10 Feb, 2023

How can storytelling help your job search?

You are probably thinking… storytelling? Why would I use storytelling for my job search? Job hunting is difficult as it is, why would I complicate it with storytelling? What even is storytelling?


I can completely understand why you would be surprised and perplexed at the suggestion. Storytelling is not often incorporated into job search, even though it is a brilliant way to get the readers involved into your career journey.


Storytelling or the art of storytelling is an artistic and creative way to create an individual story of self-discovery, adventures, and personal and professional growth. Storytelling can be anything that involves you – whether it be personal or professional – and you can tell your tale in a variety of formats – including auditory, visual, tactile, and much more. The centre of the story is your experience and the ‘telling’ part is how you personally want to share your journey.


You can use storytelling in your career journey – in writing your CV, personal statement, cover letter, answering interview questions, attending networking events, asking for a promotion, or advocating for a product in a meeting. However, as a jobseeker, you would be most interested in the job search support storytelling can provide. So, let us dive into that!



1. Nurture your idea


What you need to do first, is nurture an idea on how you want to tell your personal and professional journey in your CV or resume. You should consider whether you want to create a portfolio, a video essay, a TED talk type of resume, a creative CV or a more average typed up CV such as a usual pdf document. Once you decided on the format, you can think about how to put your idea to action.


2. Create your storyboard


Once you have your format and idea, you can start drawing up your storyboard. You can picture a storyboard as you would imagine a manga or a comic book – full of images, less text, and more action. This does not have to fully incorporate your whole life journey, the more you focus on personality, the more personalised your storyboard becomes. If you have a creative portfolio, it is also a great idea to incorporate that. When you imagine how you had set up your CV, visualise where you’d implement the more visual elements and where you’d input the more contextual features.


3. Add facts and acts


You have got the outline of your new story CV; you’ve got a great visual idea of where the different sections get outlined and what else you’d like to incorporate. Next, you can start filling up your storyboard with facts and acts – meaning that you can start compiling a list of your own skills and accomplishments. However, do not think about this as a reminiscence of every job you have ever had and every duty you have ever held. Think carefully – what makes you unique? What makes you stand out from the crowd? Why would an employer want to choose you as their new team member?
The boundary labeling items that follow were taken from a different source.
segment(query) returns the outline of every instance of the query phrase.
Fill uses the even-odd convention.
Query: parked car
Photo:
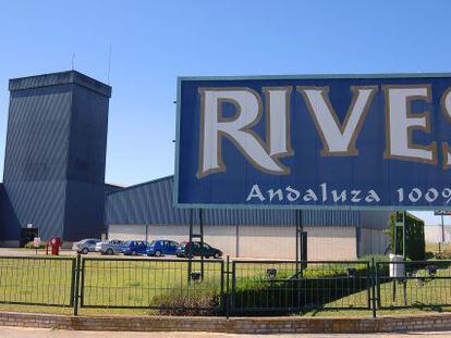
[[[96,245],[96,251],[100,252],[101,254],[122,253],[123,248],[124,248],[124,242],[119,239],[100,241]]]
[[[148,246],[146,240],[130,240],[122,247],[122,253],[126,255],[145,254]]]
[[[160,256],[162,254],[175,254],[179,243],[173,240],[158,239],[153,240],[147,248],[147,255]]]
[[[82,239],[72,245],[72,250],[76,251],[77,253],[87,254],[88,252],[96,251],[96,245],[100,242],[100,239],[95,238],[86,238]]]
[[[192,249],[191,249],[192,256],[200,256],[202,255],[200,242],[193,241],[191,245],[193,246]],[[187,242],[187,241],[181,242],[179,245],[179,247],[176,248],[175,254],[176,254],[176,256],[188,258],[188,255],[190,255],[190,242]],[[209,245],[204,242],[204,256],[206,259],[209,259],[210,256],[212,256],[215,259],[219,259],[220,256],[222,256],[222,251],[219,250],[219,249],[216,249],[214,247],[210,247]]]

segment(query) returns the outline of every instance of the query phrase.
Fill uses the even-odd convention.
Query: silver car
[[[106,241],[98,242],[96,245],[96,251],[101,254],[117,254],[122,253],[124,242],[119,239],[110,239]]]
[[[76,251],[77,253],[87,254],[89,251],[96,251],[96,245],[99,242],[99,239],[95,238],[86,238],[73,243],[72,250]]]

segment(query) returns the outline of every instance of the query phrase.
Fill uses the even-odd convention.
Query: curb
[[[73,316],[0,312],[0,326],[115,331],[364,334],[450,330],[451,313],[371,317]]]

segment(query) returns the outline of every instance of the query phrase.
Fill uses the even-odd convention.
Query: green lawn
[[[57,258],[0,258],[0,310],[24,312],[72,313],[69,306],[73,260]],[[100,314],[157,314],[155,306],[219,306],[221,264],[206,260],[204,281],[188,283],[188,263],[166,260],[84,260],[83,305],[78,313]],[[348,277],[348,268],[355,268],[356,278]],[[276,275],[268,277],[270,270]],[[268,271],[269,270],[269,271]],[[319,304],[325,311],[308,311],[301,315],[370,315],[370,311],[353,310],[368,301],[367,271],[363,263],[309,264],[303,267],[301,281],[287,281],[298,273],[293,263],[237,263],[235,265],[235,305],[248,308],[283,308],[298,304]],[[193,272],[200,272],[200,263],[193,263]],[[437,276],[451,276],[448,265],[439,266]],[[451,303],[451,279],[430,279],[424,268],[416,272],[405,286],[392,281],[380,284],[381,304],[410,306],[409,310],[385,310],[379,314],[448,311],[436,304]],[[231,280],[230,280],[231,283]],[[230,284],[232,286],[232,284]],[[226,286],[224,286],[226,288]],[[293,291],[295,289],[295,291]],[[301,290],[301,291],[300,291]],[[404,297],[405,292],[405,297]],[[27,302],[34,305],[12,304]],[[9,304],[8,304],[9,303]],[[65,305],[42,306],[44,304]],[[109,306],[109,309],[99,309]],[[112,309],[112,308],[142,309]],[[147,308],[147,309],[146,309]],[[329,311],[331,308],[349,310]]]

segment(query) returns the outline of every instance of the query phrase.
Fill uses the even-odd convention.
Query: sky
[[[8,79],[72,67],[108,82],[106,181],[173,174],[178,76],[451,72],[451,1],[0,0]],[[0,160],[0,175],[3,161]]]

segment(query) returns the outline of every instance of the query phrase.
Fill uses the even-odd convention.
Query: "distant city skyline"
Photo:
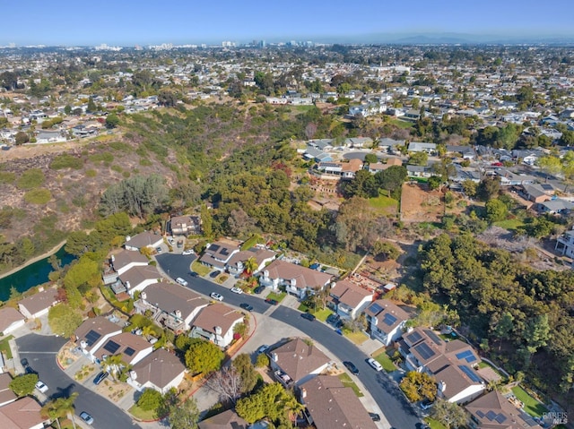
[[[11,13],[2,46],[387,43],[421,35],[453,42],[574,39],[571,0],[21,0]]]

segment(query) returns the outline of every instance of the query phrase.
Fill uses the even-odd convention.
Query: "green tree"
[[[437,382],[426,373],[407,373],[399,387],[411,402],[424,399],[434,400],[437,396]]]
[[[489,222],[494,223],[504,220],[508,214],[508,207],[498,198],[486,202],[486,219]]]
[[[34,389],[36,388],[36,383],[38,382],[38,375],[35,373],[27,373],[24,375],[19,375],[14,378],[10,383],[8,387],[12,391],[13,391],[16,396],[22,397],[30,395]]]
[[[146,389],[137,399],[137,406],[144,411],[157,411],[161,405],[161,393],[154,389]]]
[[[233,359],[231,366],[235,368],[239,375],[241,392],[248,393],[253,390],[253,388],[257,383],[258,373],[251,363],[251,356],[247,353],[242,353]]]
[[[186,365],[192,373],[209,373],[221,368],[224,357],[220,347],[201,340],[189,346],[186,352]]]
[[[82,314],[67,304],[54,305],[48,312],[48,323],[52,332],[62,337],[72,337],[82,321]]]
[[[445,399],[437,399],[430,414],[447,429],[465,427],[468,424],[468,416],[465,409],[458,404]]]
[[[196,429],[199,409],[195,398],[189,397],[182,403],[171,406],[168,419],[171,429]]]
[[[49,418],[50,420],[56,420],[58,429],[60,429],[60,418],[65,417],[70,414],[74,414],[74,403],[79,393],[77,391],[73,392],[67,398],[57,398],[46,403],[40,409],[40,415],[42,417]],[[72,420],[74,427],[75,427],[75,422]]]

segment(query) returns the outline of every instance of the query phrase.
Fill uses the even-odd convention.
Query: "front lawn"
[[[10,349],[10,344],[8,344],[8,341],[13,338],[13,335],[10,335],[0,341],[0,352],[4,353],[7,359],[12,359],[12,350]]]
[[[361,346],[362,343],[364,343],[367,339],[369,339],[369,337],[367,337],[365,335],[364,332],[361,332],[361,330],[357,331],[357,332],[353,332],[351,330],[343,330],[343,334],[347,337],[349,339],[351,339],[353,343],[355,343],[357,346]]]
[[[382,365],[383,369],[387,373],[392,373],[393,371],[396,371],[396,366],[395,366],[395,364],[393,364],[393,361],[391,360],[391,358],[388,357],[388,355],[387,354],[387,352],[379,353],[378,355],[374,356],[373,358],[377,362],[378,362],[380,365]]]
[[[191,270],[196,271],[201,277],[206,276],[211,271],[209,267],[206,267],[203,263],[199,263],[197,261],[191,262]]]
[[[542,417],[548,410],[542,402],[528,395],[520,386],[512,388],[512,393],[524,404],[524,410],[533,417]]]
[[[275,292],[271,292],[269,295],[267,295],[267,298],[274,299],[278,303],[281,303],[286,296],[287,296],[287,292],[280,292],[278,294]]]
[[[350,387],[351,389],[352,389],[352,391],[355,392],[355,395],[357,395],[358,398],[362,398],[363,396],[365,396],[363,392],[361,391],[361,389],[359,389],[359,386],[357,386],[355,382],[351,379],[351,375],[349,375],[347,373],[339,374],[339,380],[341,380],[341,382],[344,387]]]
[[[134,416],[135,418],[139,420],[155,420],[155,410],[152,409],[150,411],[144,411],[140,408],[137,404],[134,404],[134,406],[127,410],[129,414]]]

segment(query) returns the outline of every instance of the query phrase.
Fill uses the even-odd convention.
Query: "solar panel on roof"
[[[474,371],[473,371],[471,368],[466,366],[465,365],[459,365],[458,367],[460,368],[460,370],[463,373],[465,373],[466,375],[468,375],[468,378],[471,379],[473,382],[482,382],[482,380],[478,376],[478,374]],[[486,416],[488,417],[488,415]]]
[[[90,330],[90,332],[86,334],[86,343],[88,346],[92,346],[98,339],[100,339],[100,333],[96,332],[93,330]]]
[[[119,344],[117,344],[116,341],[112,341],[111,339],[108,341],[104,346],[104,350],[109,352],[112,355],[116,353],[118,348],[119,348]]]
[[[421,355],[421,357],[425,360],[436,355],[434,350],[426,343],[419,344],[414,347],[414,349],[419,353],[419,355]]]
[[[383,307],[381,307],[378,304],[375,303],[375,304],[371,304],[370,307],[369,307],[369,310],[371,311],[372,313],[378,313],[383,309]]]
[[[396,322],[396,317],[395,317],[390,313],[387,313],[385,314],[385,318],[383,319],[383,322],[387,323],[388,326],[393,326],[393,324]]]
[[[417,341],[420,341],[421,339],[422,339],[422,336],[415,330],[414,332],[409,334],[407,338],[409,339],[409,341],[411,341],[412,343],[415,343]]]

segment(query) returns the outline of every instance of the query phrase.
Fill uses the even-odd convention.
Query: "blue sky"
[[[252,39],[369,41],[455,32],[574,36],[574,1],[553,0],[19,0],[0,45],[134,46]]]

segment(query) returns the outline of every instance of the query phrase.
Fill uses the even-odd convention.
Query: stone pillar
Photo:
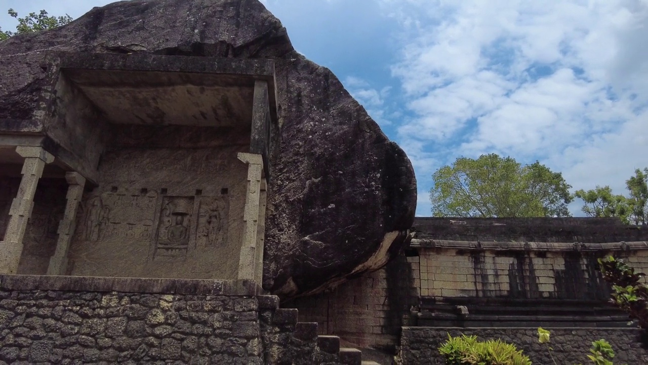
[[[259,285],[263,282],[263,249],[266,236],[266,202],[267,186],[265,178],[261,179],[261,188],[259,194],[259,220],[257,223],[257,257],[254,279]]]
[[[248,189],[243,212],[243,242],[238,261],[238,279],[254,280],[263,159],[260,155],[254,153],[239,153],[238,157],[248,164]]]
[[[9,222],[5,239],[0,242],[0,273],[3,274],[15,274],[18,271],[20,256],[23,253],[23,238],[34,208],[34,195],[38,180],[43,175],[45,164],[54,161],[54,156],[41,147],[19,145],[16,147],[16,151],[25,157],[25,162],[18,194],[9,210]]]
[[[78,208],[83,189],[86,185],[86,178],[78,172],[65,173],[65,180],[69,184],[67,188],[67,199],[65,212],[63,220],[58,225],[58,241],[56,251],[49,259],[47,275],[65,275],[67,267],[67,250],[70,247],[70,240],[75,234],[76,220],[76,210]]]

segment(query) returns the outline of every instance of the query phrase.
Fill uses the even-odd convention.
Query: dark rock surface
[[[263,283],[272,292],[320,291],[378,269],[406,245],[416,205],[407,157],[329,69],[293,49],[257,0],[122,1],[0,42],[0,127],[34,119],[47,51],[275,60],[280,131]]]

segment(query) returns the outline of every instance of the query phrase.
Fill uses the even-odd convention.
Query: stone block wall
[[[638,329],[550,329],[551,346],[557,364],[586,364],[592,342],[605,338],[616,353],[615,364],[648,364],[648,351],[642,344]],[[553,364],[547,347],[538,342],[535,328],[457,329],[404,327],[399,358],[402,365],[445,364],[438,347],[452,336],[476,335],[480,340],[501,339],[515,344],[533,364]]]
[[[410,309],[418,302],[418,257],[402,255],[329,292],[283,305],[298,308],[300,321],[317,322],[320,334],[393,352],[401,327],[410,323]]]
[[[419,248],[421,296],[605,300],[609,292],[598,272],[598,258],[613,254],[639,271],[648,270],[648,247],[577,251],[465,245]]]
[[[0,363],[262,364],[257,297],[191,281],[3,277]]]

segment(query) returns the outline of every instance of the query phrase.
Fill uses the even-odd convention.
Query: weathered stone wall
[[[0,167],[0,169],[2,169]],[[19,170],[18,170],[20,171]],[[0,176],[0,240],[10,218],[9,208],[20,185],[19,177]],[[60,179],[41,179],[34,197],[18,273],[43,275],[56,247],[58,223],[65,208],[67,184]]]
[[[420,248],[421,294],[605,300],[609,297],[608,285],[597,260],[612,254],[637,270],[648,270],[648,247],[583,252]]]
[[[257,297],[227,294],[247,290],[237,289],[240,283],[1,280],[0,360],[5,363],[263,363]],[[42,290],[57,286],[66,289]],[[75,286],[88,290],[71,290]],[[34,288],[41,289],[29,290]]]
[[[300,321],[317,322],[321,334],[393,352],[401,327],[410,323],[410,308],[417,303],[418,260],[402,255],[333,290],[284,305],[298,308]]]
[[[557,364],[584,364],[592,342],[605,338],[616,353],[615,364],[648,364],[638,329],[549,329],[553,357]],[[553,364],[545,345],[538,342],[537,329],[404,327],[399,356],[403,365],[445,364],[438,347],[452,336],[476,335],[480,340],[501,339],[515,344],[533,364]]]
[[[249,150],[249,131],[113,130],[100,185],[78,212],[67,273],[236,279],[248,174],[237,156]]]

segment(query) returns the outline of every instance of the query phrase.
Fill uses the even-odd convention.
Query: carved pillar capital
[[[54,161],[54,156],[41,147],[19,145],[16,151],[25,157],[23,177],[18,194],[9,210],[9,222],[5,238],[0,242],[0,273],[15,274],[23,253],[23,238],[34,208],[34,195],[45,164]]]
[[[19,145],[16,147],[16,151],[25,158],[39,158],[46,164],[51,164],[54,162],[54,156],[43,149],[42,147]]]

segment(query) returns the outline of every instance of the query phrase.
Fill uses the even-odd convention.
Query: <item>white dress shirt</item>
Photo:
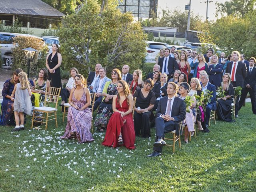
[[[206,84],[206,85],[205,86],[204,86],[202,84],[202,91],[203,91],[204,92],[205,92],[205,90],[206,89],[207,89],[207,86],[208,86],[208,83],[209,83],[209,82],[208,82],[207,83],[207,84]]]
[[[101,93],[102,92],[102,90],[101,88],[101,87],[102,85],[102,83],[103,83],[103,80],[104,80],[104,78],[102,79],[100,79],[100,82],[99,83],[99,87],[98,88],[98,89],[97,90],[97,93]]]
[[[172,116],[172,105],[173,105],[173,102],[174,100],[174,99],[175,98],[175,96],[174,96],[173,97],[172,97],[172,98],[170,98],[169,97],[169,96],[168,97],[168,99],[167,99],[167,103],[166,104],[166,109],[165,110],[165,112],[164,113],[165,114],[161,114],[160,115],[160,116],[159,116],[160,117],[161,117],[161,116],[162,115],[170,115],[170,117]],[[166,113],[167,112],[167,110],[168,110],[168,105],[169,104],[169,99],[171,99],[172,100],[171,100],[171,111],[170,112],[170,114],[166,114]]]
[[[237,61],[236,62],[233,61],[233,64],[232,64],[232,68],[231,68],[231,73],[230,74],[231,79],[232,79],[232,72],[233,72],[233,69],[234,68],[234,66],[235,64],[235,63],[236,63],[236,68],[235,69],[235,75],[234,77],[234,81],[236,81],[236,69],[237,69],[237,66],[238,65],[239,62],[239,61]]]
[[[162,69],[162,73],[166,73],[166,74],[169,74],[169,71],[168,71],[168,62],[169,61],[169,57],[164,57],[164,62],[163,62],[163,68]],[[165,65],[164,65],[164,64],[165,63],[165,60],[166,60],[166,71],[164,72],[164,68],[165,68]]]

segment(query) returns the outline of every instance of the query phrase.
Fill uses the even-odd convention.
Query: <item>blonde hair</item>
[[[204,55],[203,55],[202,53],[200,53],[199,54],[198,54],[198,56],[200,56],[202,57],[202,58],[203,59],[203,61],[205,63],[206,63],[206,62],[205,60],[205,58],[204,58]],[[199,60],[198,59],[198,63],[200,62],[200,61],[199,61]]]
[[[28,75],[25,72],[19,73],[19,79],[20,82],[20,89],[28,89],[30,87],[30,84],[28,79]]]
[[[227,91],[228,91],[229,88],[229,86],[230,85],[230,83],[231,83],[231,77],[229,73],[226,73],[223,75],[223,76],[222,76],[222,79],[224,75],[227,75],[228,77],[228,85],[227,86]],[[221,86],[222,87],[222,90],[225,91],[223,85],[223,80],[222,80],[222,82],[221,82]]]
[[[196,78],[196,77],[193,77],[191,78],[190,80],[190,84],[192,80],[194,81],[196,84],[196,90],[201,90],[202,89],[202,87],[201,86],[201,84],[200,84],[200,82],[199,81],[199,80]]]
[[[125,97],[126,98],[126,101],[127,102],[127,104],[129,105],[129,99],[128,99],[128,96],[131,94],[131,92],[129,88],[129,86],[126,82],[124,80],[120,80],[118,81],[118,83],[120,83],[122,85],[124,88],[124,94],[125,96]],[[119,95],[119,93],[117,93],[117,102],[119,103],[120,100],[120,96]]]

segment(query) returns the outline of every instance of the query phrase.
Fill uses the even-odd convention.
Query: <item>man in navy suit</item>
[[[240,56],[240,61],[243,63],[245,63],[245,65],[247,68],[249,67],[249,61],[245,59],[245,55],[244,54],[241,54]]]
[[[223,71],[222,65],[218,62],[218,56],[213,55],[212,57],[212,62],[213,64],[210,65],[207,70],[209,75],[209,82],[216,87],[220,86],[222,82],[222,76]]]
[[[205,59],[205,61],[206,63],[208,63],[211,61],[211,59],[212,58],[212,56],[213,53],[213,49],[212,48],[209,48],[208,49],[208,50],[207,51],[207,56],[204,58]]]
[[[124,65],[122,68],[122,79],[128,82],[132,80],[132,75],[129,73],[130,67],[127,65]]]
[[[179,69],[176,60],[170,56],[170,49],[168,48],[164,50],[164,57],[160,58],[159,65],[161,72],[167,74],[168,76],[168,81],[172,77],[174,71]]]
[[[255,96],[256,95],[256,68],[254,66],[256,59],[254,57],[252,57],[249,60],[249,65],[247,68],[247,76],[244,80],[244,87],[242,90],[241,98],[239,100],[239,110],[242,108],[243,104],[245,101],[245,99],[248,92],[250,94],[252,102],[252,112],[256,115],[256,101]],[[238,102],[237,100],[237,102]]]
[[[183,100],[177,96],[178,90],[176,84],[169,82],[167,89],[168,95],[159,101],[156,113],[156,142],[154,151],[148,156],[149,157],[161,154],[162,147],[166,144],[164,140],[165,133],[175,130],[176,134],[180,135],[179,123],[186,118],[186,104]]]
[[[211,111],[215,111],[217,108],[216,104],[216,88],[214,85],[211,84],[209,82],[209,76],[205,73],[200,74],[200,80],[201,82],[202,91],[204,92],[206,90],[208,90],[210,92],[212,92],[211,94],[212,97],[211,98],[211,102],[207,104],[205,108],[205,127],[203,132],[210,132],[208,129],[209,121],[211,115]]]
[[[222,65],[226,63],[226,58],[225,58],[225,53],[222,52],[220,54],[220,57],[219,58],[219,63]]]
[[[107,81],[111,81],[109,78],[106,76],[107,71],[104,68],[102,67],[99,70],[100,77],[98,78],[95,81],[95,86],[92,89],[92,92],[96,95],[95,102],[93,107],[94,111],[97,109],[102,101],[102,91],[105,86],[105,84]]]
[[[157,106],[160,99],[167,95],[166,88],[167,88],[167,75],[165,73],[162,73],[160,75],[160,80],[161,82],[155,84],[154,86],[152,91],[155,94],[156,100],[155,103],[155,106],[153,108],[153,110],[156,110],[157,108]]]
[[[92,93],[92,89],[94,86],[95,81],[99,78],[99,70],[100,68],[102,67],[101,64],[98,63],[95,66],[95,72],[90,72],[87,78],[87,87],[89,89],[90,93]]]
[[[158,65],[157,64],[156,64],[153,67],[153,72],[150,73],[148,74],[148,75],[147,75],[147,77],[146,78],[146,80],[150,78],[151,79],[153,79],[153,77],[154,76],[154,73],[156,72],[156,71],[158,71],[160,70],[160,66],[159,65]]]
[[[244,87],[244,79],[247,76],[247,69],[245,64],[239,60],[240,54],[238,51],[233,51],[231,55],[233,61],[228,63],[226,72],[230,74],[231,83],[233,87],[240,86],[243,88]],[[239,100],[239,96],[236,100]],[[235,106],[236,117],[238,117],[238,102],[236,102]]]

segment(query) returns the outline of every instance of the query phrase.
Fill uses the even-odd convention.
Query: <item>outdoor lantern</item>
[[[25,53],[25,57],[28,60],[28,78],[29,77],[29,69],[30,66],[30,61],[34,59],[37,50],[31,47],[22,49]]]

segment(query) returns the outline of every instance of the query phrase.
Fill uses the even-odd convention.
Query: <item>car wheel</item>
[[[4,59],[4,63],[6,66],[12,66],[13,64],[13,58],[5,58]]]

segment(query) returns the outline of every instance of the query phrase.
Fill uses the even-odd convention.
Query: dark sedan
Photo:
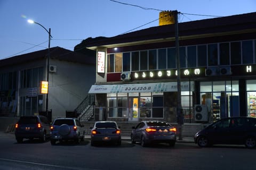
[[[176,142],[176,128],[164,121],[142,121],[132,129],[132,143],[140,142],[142,147],[150,143],[167,143],[173,146]]]
[[[249,117],[228,117],[214,122],[196,133],[196,143],[201,147],[212,144],[256,146],[256,118]]]

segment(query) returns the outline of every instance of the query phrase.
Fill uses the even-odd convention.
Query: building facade
[[[178,23],[184,123],[256,113],[256,13]],[[96,50],[95,120],[177,122],[175,24],[84,42]]]
[[[0,61],[0,115],[20,116],[45,112],[48,49]],[[52,118],[65,117],[87,95],[95,82],[95,56],[59,47],[50,48],[49,106]],[[81,73],[86,73],[86,74]]]

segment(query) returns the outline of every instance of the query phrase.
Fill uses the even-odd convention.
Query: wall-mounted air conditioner
[[[206,105],[195,105],[195,121],[208,121],[208,112]]]
[[[123,72],[121,75],[121,79],[123,81],[127,81],[131,79],[130,72]]]
[[[218,67],[210,67],[205,69],[206,76],[218,75],[219,74],[219,69]]]
[[[57,71],[57,66],[55,65],[50,65],[49,66],[49,72],[56,73]]]

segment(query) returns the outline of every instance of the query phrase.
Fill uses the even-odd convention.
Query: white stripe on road
[[[96,170],[96,169],[67,167],[67,166],[59,166],[59,165],[51,165],[51,164],[37,163],[34,163],[31,162],[22,161],[22,160],[10,159],[5,159],[5,158],[0,158],[0,160],[9,161],[9,162],[20,163],[23,163],[23,164],[29,164],[36,165],[43,165],[43,166],[50,166],[50,167],[57,167],[57,168],[61,168],[64,169],[74,169],[74,170],[83,170],[83,170]]]

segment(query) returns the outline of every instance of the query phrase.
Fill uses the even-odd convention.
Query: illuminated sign
[[[181,76],[182,78],[205,76],[205,68],[181,69]],[[138,71],[132,72],[131,78],[133,80],[170,79],[176,78],[177,74],[176,70]]]
[[[98,52],[97,72],[104,73],[105,72],[105,52]]]
[[[48,81],[41,81],[41,92],[42,94],[48,93]]]

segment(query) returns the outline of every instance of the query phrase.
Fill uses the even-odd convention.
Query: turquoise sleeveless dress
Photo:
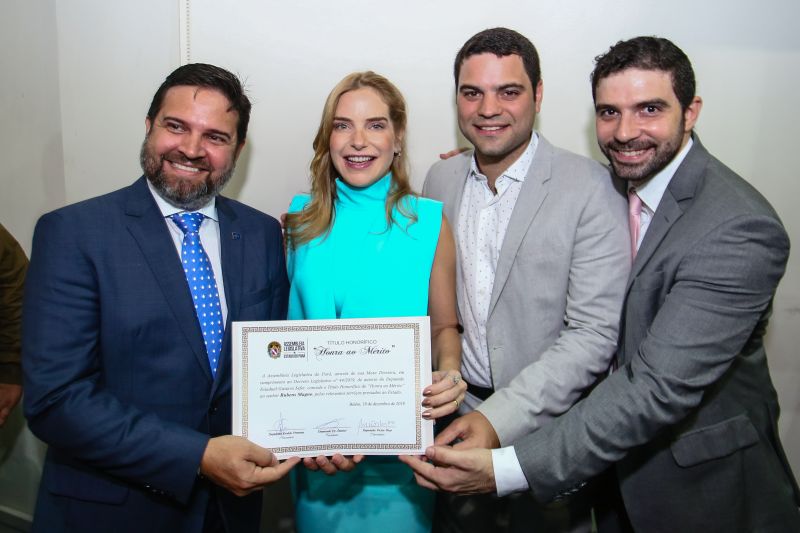
[[[394,212],[387,229],[391,174],[364,188],[336,181],[330,232],[288,250],[289,319],[428,314],[428,283],[442,224],[442,204],[406,197],[417,222]],[[296,196],[294,213],[308,203]],[[298,533],[428,532],[434,493],[419,487],[396,457],[366,457],[352,472],[327,476],[295,469]]]

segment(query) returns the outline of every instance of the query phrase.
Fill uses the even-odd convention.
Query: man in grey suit
[[[628,181],[637,252],[617,370],[516,441],[527,484],[547,501],[608,469],[600,531],[800,531],[764,350],[789,238],[692,133],[702,101],[673,43],[617,43],[592,84],[598,142]],[[423,485],[494,486],[488,450],[427,455],[407,459]]]
[[[475,149],[434,165],[423,195],[444,202],[458,247],[469,414],[451,435],[461,446],[496,447],[565,412],[608,370],[630,267],[625,199],[601,165],[533,131],[543,85],[524,36],[473,36],[456,57],[455,82],[459,126]],[[588,506],[572,506],[443,497],[436,522],[442,531],[498,531],[506,521],[588,528]]]

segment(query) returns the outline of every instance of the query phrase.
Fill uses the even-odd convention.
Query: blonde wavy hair
[[[336,178],[339,172],[333,166],[330,153],[333,118],[339,99],[349,91],[364,87],[375,90],[381,100],[389,107],[389,119],[400,150],[395,154],[389,170],[392,183],[386,198],[386,228],[397,221],[393,212],[397,208],[403,216],[416,222],[416,214],[403,201],[409,195],[415,196],[411,190],[406,159],[406,102],[403,95],[389,80],[372,71],[354,72],[336,84],[322,109],[322,119],[317,135],[314,137],[314,159],[311,160],[311,200],[302,211],[286,215],[286,244],[296,248],[319,235],[327,234],[335,216]]]

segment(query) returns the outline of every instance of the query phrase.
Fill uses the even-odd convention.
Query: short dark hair
[[[231,103],[228,109],[236,111],[239,115],[239,121],[236,125],[236,142],[241,144],[247,137],[247,125],[250,123],[250,99],[244,92],[242,83],[235,74],[228,72],[224,68],[207,63],[189,63],[178,67],[167,76],[164,83],[153,95],[153,101],[150,102],[150,109],[147,110],[147,117],[152,121],[155,120],[158,112],[161,111],[161,105],[164,103],[164,96],[167,91],[172,87],[189,86],[189,87],[203,87],[206,89],[214,89],[225,95]]]
[[[478,54],[494,54],[497,57],[510,56],[512,54],[520,56],[522,64],[525,66],[525,72],[528,73],[528,78],[534,89],[535,98],[535,89],[539,85],[542,72],[539,67],[539,54],[536,52],[536,47],[527,37],[508,28],[490,28],[470,37],[461,47],[461,50],[458,51],[453,65],[456,89],[458,89],[458,76],[461,73],[461,65],[471,56]]]
[[[592,71],[592,99],[596,99],[600,80],[627,70],[661,70],[672,76],[672,90],[681,107],[686,109],[695,94],[694,70],[683,50],[662,37],[634,37],[619,41],[608,52],[594,58]]]

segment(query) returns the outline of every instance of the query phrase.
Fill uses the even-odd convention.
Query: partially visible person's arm
[[[20,338],[27,269],[25,252],[0,225],[0,427],[22,396]]]
[[[431,317],[431,359],[433,384],[423,391],[422,402],[428,409],[422,416],[439,418],[458,409],[464,400],[467,384],[461,379],[461,339],[456,313],[456,245],[447,217],[442,227],[433,259],[428,290],[428,314]]]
4. Edit, edit and proofread


When you have a full story template, make sure you edit it, then edit it again. Employers do not take kindly to grammatical errors and typos in CVs and cover letters. Even if these are honest mistakes and can happen to anyone, it is still not acceptable in a professional setting. So, please make sure you edit your document, also make sure the whole story flows nicely and there are no glaring gaps. You can always ask someone else to proofread your work for you. There is nothing wrong with that!